It’s been three days since the outbreak of NotPetya, and we are beginning to learn more about it. Here are some quick things to know and some steps each company should take to help protect itself.
- NotPetya moves quickly within an infected system, using IT administrator tools (like Windows Management Instrumentation Command-line (WMIC) and PsExec) to avoid detection. Unlike WannaCry, however, NotPetya does not appear to search the Internet for other systems to infect.
- The first wave of the outbreak appears to have come through a software updating system used by Ukranian companies working with the Urkaine government. A second wave of infections came from a phishing campaign.
- While ostensibly acting as ransomware, researchers are questioning whether money is a motivating factor. Experts point to a crude payment mechanism that quickly was shut down, and the fact that NotPeyta’s outbreak centered in the Ukraine. There is some fear that the malware’s encryption is a smokescreen to install undetected new malware capable of delivering payloads, or simply to destroy systems and data.
- While the spread of infections appears to have slowed, the danger of infection remains.

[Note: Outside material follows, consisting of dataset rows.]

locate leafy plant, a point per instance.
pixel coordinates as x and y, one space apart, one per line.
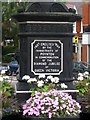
43 83
52 103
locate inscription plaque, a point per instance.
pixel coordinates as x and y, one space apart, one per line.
47 57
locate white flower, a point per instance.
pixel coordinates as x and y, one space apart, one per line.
87 84
41 76
63 85
80 78
32 80
80 75
40 83
49 77
53 80
3 72
6 77
1 78
26 77
86 73
56 79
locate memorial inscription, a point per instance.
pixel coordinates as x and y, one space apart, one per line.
47 57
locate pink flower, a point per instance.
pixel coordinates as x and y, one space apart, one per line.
50 114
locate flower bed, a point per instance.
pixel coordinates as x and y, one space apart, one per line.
51 104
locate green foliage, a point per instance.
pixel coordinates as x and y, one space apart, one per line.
7 89
9 25
8 49
83 85
9 103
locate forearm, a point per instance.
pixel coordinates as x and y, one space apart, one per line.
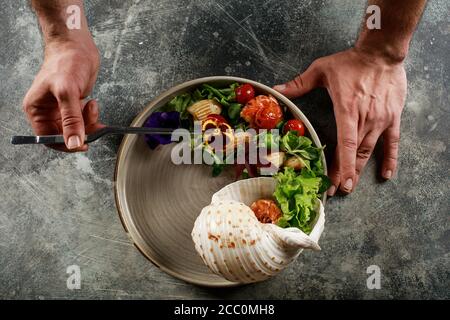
398 22
52 16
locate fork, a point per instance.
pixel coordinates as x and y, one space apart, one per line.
59 139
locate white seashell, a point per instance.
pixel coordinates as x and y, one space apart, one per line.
234 244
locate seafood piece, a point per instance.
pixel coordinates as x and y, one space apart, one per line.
203 108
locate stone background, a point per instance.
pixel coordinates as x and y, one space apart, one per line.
58 209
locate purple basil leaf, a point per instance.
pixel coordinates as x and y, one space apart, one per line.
169 119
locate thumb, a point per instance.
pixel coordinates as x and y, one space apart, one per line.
303 83
71 119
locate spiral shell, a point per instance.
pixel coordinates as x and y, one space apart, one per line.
203 108
234 244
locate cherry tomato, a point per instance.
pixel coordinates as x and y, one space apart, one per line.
262 112
216 117
244 93
294 125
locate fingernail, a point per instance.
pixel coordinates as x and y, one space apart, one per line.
348 184
280 87
388 174
331 191
94 107
73 142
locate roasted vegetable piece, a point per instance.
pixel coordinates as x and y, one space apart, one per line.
203 108
244 93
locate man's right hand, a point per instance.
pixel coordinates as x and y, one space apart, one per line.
54 103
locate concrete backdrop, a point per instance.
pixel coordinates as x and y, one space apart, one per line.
58 209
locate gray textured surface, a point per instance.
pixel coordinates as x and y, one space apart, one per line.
58 209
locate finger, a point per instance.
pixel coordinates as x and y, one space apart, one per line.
391 138
90 117
303 83
71 116
364 153
334 174
347 132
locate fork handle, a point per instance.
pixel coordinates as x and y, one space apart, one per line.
59 139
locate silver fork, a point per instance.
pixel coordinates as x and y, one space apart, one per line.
59 139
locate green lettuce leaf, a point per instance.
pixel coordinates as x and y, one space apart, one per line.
296 194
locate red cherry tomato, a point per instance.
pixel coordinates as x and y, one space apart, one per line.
262 112
217 117
294 125
244 93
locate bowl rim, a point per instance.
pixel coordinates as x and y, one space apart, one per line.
128 226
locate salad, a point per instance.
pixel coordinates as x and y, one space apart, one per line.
230 113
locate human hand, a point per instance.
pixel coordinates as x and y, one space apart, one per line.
368 94
54 103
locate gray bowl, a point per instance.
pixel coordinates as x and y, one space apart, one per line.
158 201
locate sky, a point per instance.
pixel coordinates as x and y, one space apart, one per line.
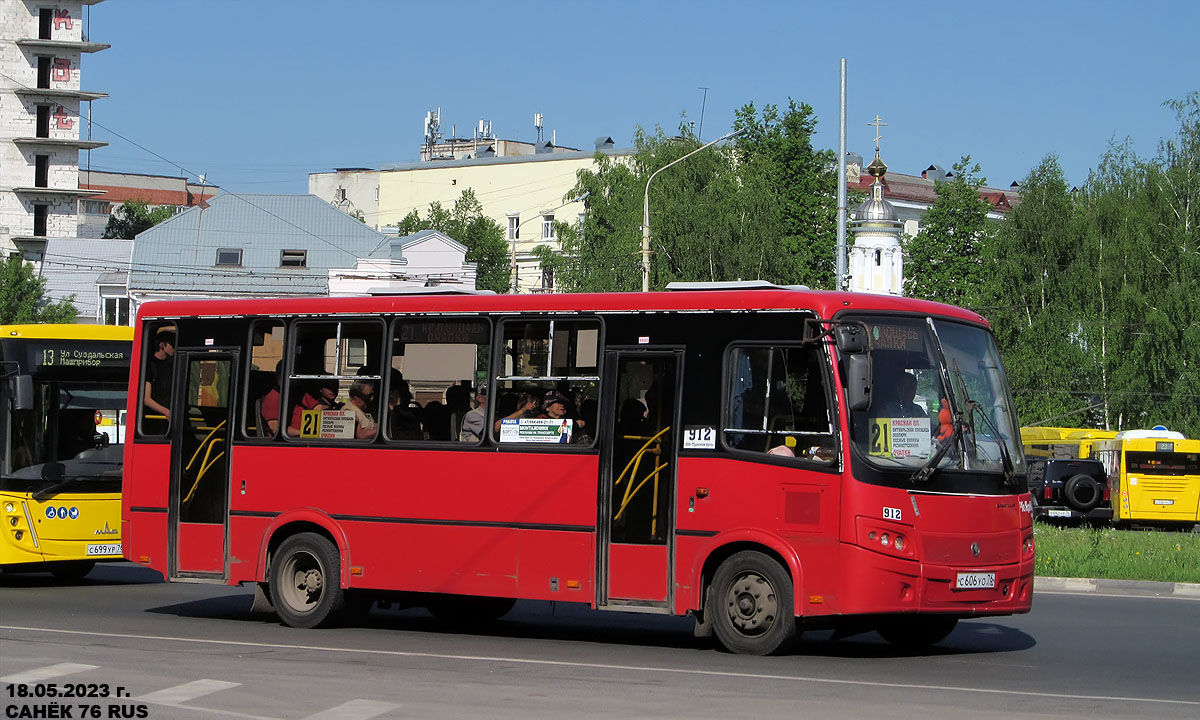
257 94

Essential steps to take to try to reduce the risk of having your company’s network infected:
- Update your software. Obsolete versions of Microsoft Windows are especially vulnerable, but it is critical that systems be updated with the latest security patches to cure existing vulnerabilities that malware seeks to exploit. However, NotPetya is able to infect many patched systems if it gains an entry point, so patching alone is not enough.
- Train your employees on cyber risks and appropriate behavior when opening emails or surfing the Internet.
- Improve and implement threat detection capabilities in your company’s system, especially internal anomalous activity detection. Hackers are using IT tools to move within a system to avoid detection by outdated security mechanisms.
- Vendors and service providers are a real and significant risk of malware. Know what cybersecurity measures and data policies are used by your vendors. Ensure that risk is appropriately allocated in your company’s vendor agreements.
- Backup. Backup. Network backup and recovery plans are essential for a company’s ability to bounce back from a massive Petya-like attack. Traditional tape backup is not sufficient. The ability to restore networks, systems and databases, including those in the cloud, is critical. There are specialized technologies that may help to reduce recovery times if your systems are infected.
- Dust off your incident response plan and consider how it works when all systems, email and phones (and potentially the ability to reach decision-makers) are unavailable.
- Bring in a specialized consulting firm to conduct an in depth assessment of your company’s risks in light of new threats – traditional SOC2 or similar assessments may not provide the appropriate information to understand your current threat and recovery status. Consider doing the assessment at the direction of counsel in order to retain privilege if the results show potential non-compliance with regulatory or contractual requirements.
- Obtain cyber insurance. Insurance can defray costs and carriers can offer additional services to help mitigate cyber risks. Make sure the policy language is reviewed for gaps based on your particular business risks, as each cyber insurance policy has different coverages and exclusions. The particular language of the policy may make a significant difference in the coverage you receive when a cyber incident occurs.
- Speak with your cyber counsel and prepare today.